Mass Transport Processes and their Roles in the Formation, Structure, and Evolution of Stars and Stellar Systems

We summarize some of the compelling new scientific opportunities for understanding stars and stellar systems that can be enabled by sub-mas angular resolution, UV/Optical spectral imaging observations, which can reveal the details of the many dynamic processes (e.g., variable magnetic fields, accretion, convection, shocks, pulsations, winds, and jets) that affect their formation, structure, and evolution. These observations can only be provided by long-baseline interferometers or sparse aperture telescopes in space, since the aperture diameters required are in excess of 500 m - a regime in which monolithic or segmented designs are not and will not be feasible - and since they require observations at wavelengths (UV) not accessible from the ground.
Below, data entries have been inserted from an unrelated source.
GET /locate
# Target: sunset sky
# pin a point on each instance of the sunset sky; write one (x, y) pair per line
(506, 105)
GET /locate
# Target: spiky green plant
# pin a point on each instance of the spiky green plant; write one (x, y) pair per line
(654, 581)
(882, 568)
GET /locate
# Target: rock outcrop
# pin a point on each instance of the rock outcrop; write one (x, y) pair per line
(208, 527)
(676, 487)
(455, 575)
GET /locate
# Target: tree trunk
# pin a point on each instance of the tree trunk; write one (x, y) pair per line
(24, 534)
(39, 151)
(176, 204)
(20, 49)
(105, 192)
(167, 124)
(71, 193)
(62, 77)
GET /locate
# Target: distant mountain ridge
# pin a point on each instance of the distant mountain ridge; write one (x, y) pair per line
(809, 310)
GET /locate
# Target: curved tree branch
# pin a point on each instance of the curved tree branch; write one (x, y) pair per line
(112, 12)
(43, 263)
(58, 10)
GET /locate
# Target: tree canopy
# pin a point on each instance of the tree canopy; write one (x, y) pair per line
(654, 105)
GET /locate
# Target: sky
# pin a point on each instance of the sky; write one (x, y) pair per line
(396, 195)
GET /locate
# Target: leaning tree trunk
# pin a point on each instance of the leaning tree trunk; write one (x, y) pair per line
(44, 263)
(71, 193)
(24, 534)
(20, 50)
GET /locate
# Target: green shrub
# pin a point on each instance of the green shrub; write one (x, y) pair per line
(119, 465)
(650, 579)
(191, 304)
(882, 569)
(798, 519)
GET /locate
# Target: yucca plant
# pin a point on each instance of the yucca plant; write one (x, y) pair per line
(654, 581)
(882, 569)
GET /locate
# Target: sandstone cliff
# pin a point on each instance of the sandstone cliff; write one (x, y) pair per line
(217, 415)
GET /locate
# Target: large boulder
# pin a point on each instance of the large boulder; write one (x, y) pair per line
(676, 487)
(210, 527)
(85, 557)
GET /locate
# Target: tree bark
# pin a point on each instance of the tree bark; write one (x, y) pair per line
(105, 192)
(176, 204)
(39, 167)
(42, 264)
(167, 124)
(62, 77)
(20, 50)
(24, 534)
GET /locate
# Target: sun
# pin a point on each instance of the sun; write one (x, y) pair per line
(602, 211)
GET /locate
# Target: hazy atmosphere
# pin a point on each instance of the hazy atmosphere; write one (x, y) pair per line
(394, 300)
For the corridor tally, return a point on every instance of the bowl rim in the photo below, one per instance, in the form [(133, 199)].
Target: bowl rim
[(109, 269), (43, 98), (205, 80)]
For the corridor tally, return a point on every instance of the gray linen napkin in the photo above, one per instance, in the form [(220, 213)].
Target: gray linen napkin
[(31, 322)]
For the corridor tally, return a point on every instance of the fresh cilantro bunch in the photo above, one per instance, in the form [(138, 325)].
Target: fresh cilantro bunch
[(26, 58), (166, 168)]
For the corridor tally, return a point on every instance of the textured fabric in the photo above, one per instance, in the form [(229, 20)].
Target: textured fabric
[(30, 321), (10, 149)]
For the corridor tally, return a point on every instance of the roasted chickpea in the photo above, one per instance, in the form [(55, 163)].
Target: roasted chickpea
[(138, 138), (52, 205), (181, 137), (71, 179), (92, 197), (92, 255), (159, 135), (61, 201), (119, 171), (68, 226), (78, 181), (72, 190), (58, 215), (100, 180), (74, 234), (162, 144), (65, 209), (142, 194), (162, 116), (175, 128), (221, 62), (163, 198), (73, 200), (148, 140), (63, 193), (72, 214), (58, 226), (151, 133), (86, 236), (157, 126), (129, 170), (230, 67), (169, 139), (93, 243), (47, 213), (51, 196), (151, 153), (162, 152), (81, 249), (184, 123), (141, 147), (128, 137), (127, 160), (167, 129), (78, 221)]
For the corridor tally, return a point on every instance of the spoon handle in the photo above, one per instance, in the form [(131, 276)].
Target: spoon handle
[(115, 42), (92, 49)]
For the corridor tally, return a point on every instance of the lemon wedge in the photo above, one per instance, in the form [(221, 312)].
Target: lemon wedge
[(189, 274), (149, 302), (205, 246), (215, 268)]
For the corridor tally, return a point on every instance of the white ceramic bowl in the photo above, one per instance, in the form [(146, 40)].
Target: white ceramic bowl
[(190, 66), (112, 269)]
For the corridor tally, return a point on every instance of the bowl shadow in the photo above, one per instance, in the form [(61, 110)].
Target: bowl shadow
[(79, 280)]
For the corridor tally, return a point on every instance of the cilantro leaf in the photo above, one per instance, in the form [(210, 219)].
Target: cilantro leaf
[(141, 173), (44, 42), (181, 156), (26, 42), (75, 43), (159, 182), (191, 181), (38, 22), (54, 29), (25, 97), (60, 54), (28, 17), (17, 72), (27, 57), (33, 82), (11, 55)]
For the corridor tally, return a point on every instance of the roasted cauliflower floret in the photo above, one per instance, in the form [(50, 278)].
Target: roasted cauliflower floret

Two mission concepts which could provide these invaluable observations are NASA's Stellar Imager (SI; this http URL) interferometer and ESA's Luciola sparse aperture hypertelescope, which each could resolve hundreds of stars and stellar systems. These observatories will also open an immense new discovery space for astrophysical research in general and, in particular, for Active Galactic Nuclei (Kraemer et al. Decadal Survey Science Whitepaper). The technology developments needed for these missions are challenging, but eminently feasible (Carpenter et al. Decadal Survey Technology Whitepaper) with a reasonable investment over the next decade to enable flight in the 2025+ timeframe. That investment would enable tremendous gains in our understanding of the individual stars and stellar systems that are the building blocks of our Universe and which serve as the hosts for life throughout the Cosmos.